Observation data: J2000 epoch
- Right ascension: 19^{h} 18^{m} 28.085^{s}
- Declination: +06° 32′ 19.29″
- Distance: 1,500 ly (460 pc)
- Apparent magnitude (V): 11.4
- Apparent dimensions (V): 1′.9 × 1′.8
- Constellation: Aquila

Physical characteristics
- Radius: 0.44 ly
- Designations: IRAS 19160+0626, NGC 6781

= NGC 6781 =

Planetary nebula in the constellation Aquila

NGC 6781, also known as the Snowglobe Nebula, is a planetary nebula located in the equatorial constellation of Aquila, about 2.5° east-northeast of the 5th magnitude star 19 Aquilae. It was discovered July 30, 1788 by the Anglo-German astronomer William Herschel. The nebula lies at a distance of from the Sun. It has a visual magnitude of 11.4 and spans an angular size of 1.9 × 1.8 arcminutes.

The bipolar dust shell of this nebula is believed to be barrel-shaped and is being viewed from nearly pole-on. It has an outer angular radius of 61 arcsecond; equivalent to a physical radius of 0.135 pc. The total mass of gas ejected as the central star passed through its last asymptotic giant branch (AGB) thermal pulse event is 0.41 solar mass, while the estimated dust mass is 1.53 solar mass.

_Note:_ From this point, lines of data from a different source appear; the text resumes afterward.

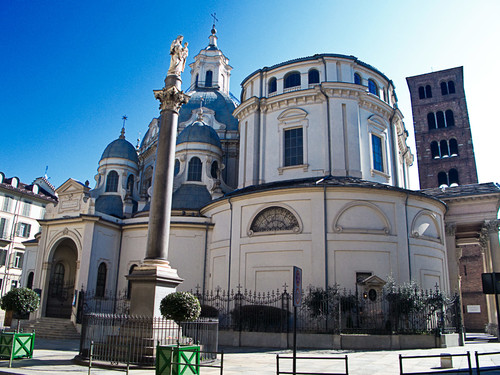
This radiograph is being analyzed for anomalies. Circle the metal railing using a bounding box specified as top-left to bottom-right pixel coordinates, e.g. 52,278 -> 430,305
193,288 -> 461,334
399,352 -> 472,375
79,314 -> 218,365
276,354 -> 349,375
475,352 -> 500,375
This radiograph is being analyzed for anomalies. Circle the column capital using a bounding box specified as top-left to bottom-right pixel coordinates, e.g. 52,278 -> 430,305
445,223 -> 457,236
483,220 -> 500,233
153,86 -> 189,113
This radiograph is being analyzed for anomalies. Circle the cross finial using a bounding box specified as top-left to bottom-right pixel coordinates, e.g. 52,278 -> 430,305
210,12 -> 219,29
120,115 -> 128,139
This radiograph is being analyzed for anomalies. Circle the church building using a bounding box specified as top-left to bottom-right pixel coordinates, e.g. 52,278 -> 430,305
20,29 -> 498,330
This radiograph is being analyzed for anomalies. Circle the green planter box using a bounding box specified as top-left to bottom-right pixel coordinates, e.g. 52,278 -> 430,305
156,345 -> 200,375
0,332 -> 35,359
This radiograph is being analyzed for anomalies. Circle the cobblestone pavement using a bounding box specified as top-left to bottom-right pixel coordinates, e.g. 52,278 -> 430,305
0,339 -> 500,375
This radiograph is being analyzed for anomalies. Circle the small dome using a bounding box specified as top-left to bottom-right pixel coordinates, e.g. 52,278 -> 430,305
95,195 -> 123,217
179,87 -> 238,131
177,121 -> 222,149
101,138 -> 139,163
172,184 -> 212,210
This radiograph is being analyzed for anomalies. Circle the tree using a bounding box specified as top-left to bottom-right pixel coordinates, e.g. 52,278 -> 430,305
160,292 -> 201,345
0,288 -> 40,332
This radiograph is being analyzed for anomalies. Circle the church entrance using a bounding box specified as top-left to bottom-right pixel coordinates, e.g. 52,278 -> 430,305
45,238 -> 78,319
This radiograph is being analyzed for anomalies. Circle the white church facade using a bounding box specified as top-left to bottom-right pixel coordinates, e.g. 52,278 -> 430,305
24,30 -> 456,319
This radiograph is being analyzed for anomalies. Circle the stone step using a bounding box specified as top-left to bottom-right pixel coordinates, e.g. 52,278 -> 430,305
21,318 -> 80,340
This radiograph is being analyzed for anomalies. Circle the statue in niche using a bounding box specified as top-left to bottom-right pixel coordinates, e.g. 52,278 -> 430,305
167,35 -> 188,77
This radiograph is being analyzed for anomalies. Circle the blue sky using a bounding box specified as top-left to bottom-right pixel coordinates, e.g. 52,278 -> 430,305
0,0 -> 500,188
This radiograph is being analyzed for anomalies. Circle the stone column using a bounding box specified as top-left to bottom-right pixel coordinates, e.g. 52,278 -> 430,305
128,37 -> 189,316
479,220 -> 500,332
446,223 -> 462,293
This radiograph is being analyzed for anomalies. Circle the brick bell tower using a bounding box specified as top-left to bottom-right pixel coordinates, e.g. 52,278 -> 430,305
406,67 -> 478,189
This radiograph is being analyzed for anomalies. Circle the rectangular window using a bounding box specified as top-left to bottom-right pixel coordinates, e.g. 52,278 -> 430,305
284,128 -> 304,167
372,134 -> 384,172
0,250 -> 7,266
13,252 -> 23,268
23,202 -> 31,217
3,196 -> 12,212
0,217 -> 7,238
17,223 -> 31,238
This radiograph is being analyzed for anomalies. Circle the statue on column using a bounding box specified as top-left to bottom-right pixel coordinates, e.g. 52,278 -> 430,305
167,35 -> 188,77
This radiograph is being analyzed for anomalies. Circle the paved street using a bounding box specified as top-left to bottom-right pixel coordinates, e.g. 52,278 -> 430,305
0,339 -> 500,375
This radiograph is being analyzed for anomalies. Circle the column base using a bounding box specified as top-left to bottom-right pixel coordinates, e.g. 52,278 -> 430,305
127,259 -> 184,317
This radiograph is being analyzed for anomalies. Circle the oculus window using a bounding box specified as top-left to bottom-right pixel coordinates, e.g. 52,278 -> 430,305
106,171 -> 118,192
188,156 -> 201,181
250,206 -> 300,234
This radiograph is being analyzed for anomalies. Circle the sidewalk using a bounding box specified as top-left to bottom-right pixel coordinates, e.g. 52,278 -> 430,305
0,339 -> 500,375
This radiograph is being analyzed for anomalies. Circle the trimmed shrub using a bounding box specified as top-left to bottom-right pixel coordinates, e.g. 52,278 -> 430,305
160,292 -> 201,324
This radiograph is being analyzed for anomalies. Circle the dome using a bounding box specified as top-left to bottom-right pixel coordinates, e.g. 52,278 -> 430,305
172,184 -> 212,210
95,195 -> 123,217
176,121 -> 222,149
101,138 -> 139,163
179,87 -> 238,131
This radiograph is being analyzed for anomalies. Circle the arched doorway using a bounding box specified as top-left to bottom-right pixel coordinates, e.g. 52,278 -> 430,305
45,238 -> 78,319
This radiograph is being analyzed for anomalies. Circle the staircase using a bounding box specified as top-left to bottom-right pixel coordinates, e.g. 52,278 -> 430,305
21,318 -> 80,340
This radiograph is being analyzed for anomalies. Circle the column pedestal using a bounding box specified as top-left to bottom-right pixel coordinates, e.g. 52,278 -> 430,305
127,259 -> 183,317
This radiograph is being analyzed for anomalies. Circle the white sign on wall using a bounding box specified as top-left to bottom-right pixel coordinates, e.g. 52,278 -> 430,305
467,305 -> 481,314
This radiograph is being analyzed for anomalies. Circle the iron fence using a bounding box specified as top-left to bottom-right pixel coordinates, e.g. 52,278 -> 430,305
80,289 -> 130,315
193,287 -> 461,334
79,313 -> 218,366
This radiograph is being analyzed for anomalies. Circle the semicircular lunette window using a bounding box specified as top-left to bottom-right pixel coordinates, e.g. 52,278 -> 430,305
250,207 -> 300,235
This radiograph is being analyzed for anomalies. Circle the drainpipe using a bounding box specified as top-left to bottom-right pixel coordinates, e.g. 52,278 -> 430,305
405,193 -> 411,281
201,223 -> 208,303
319,57 -> 332,176
0,193 -> 23,296
227,198 -> 233,316
389,108 -> 398,186
113,226 -> 123,313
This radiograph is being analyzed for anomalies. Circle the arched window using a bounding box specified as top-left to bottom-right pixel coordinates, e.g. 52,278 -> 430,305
418,86 -> 425,99
439,140 -> 450,158
268,77 -> 278,94
431,141 -> 440,159
210,160 -> 219,178
106,171 -> 118,192
283,128 -> 304,167
438,172 -> 448,187
95,262 -> 108,298
250,207 -> 299,233
441,82 -> 448,95
188,156 -> 201,181
448,168 -> 458,186
205,70 -> 213,87
427,112 -> 437,130
307,69 -> 319,84
450,138 -> 458,156
448,81 -> 455,94
50,262 -> 65,296
284,72 -> 300,89
425,85 -> 432,99
26,272 -> 35,289
127,174 -> 134,195
445,109 -> 455,128
436,111 -> 446,129
368,79 -> 379,96
127,264 -> 137,299
174,159 -> 181,176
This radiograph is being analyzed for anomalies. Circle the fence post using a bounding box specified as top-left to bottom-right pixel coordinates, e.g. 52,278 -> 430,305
88,341 -> 94,375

The magnitude 16.88 central star of the planetary nebula is a white dwarf with a spectral type of DAO. It has an M-type co-moving companion at a projected separation of under 5000 AU. The white dwarf progenitor star had an estimated initial mass of 2.5 solar mass. It left the AGB and entered the cooling stage around 9,400 years ago.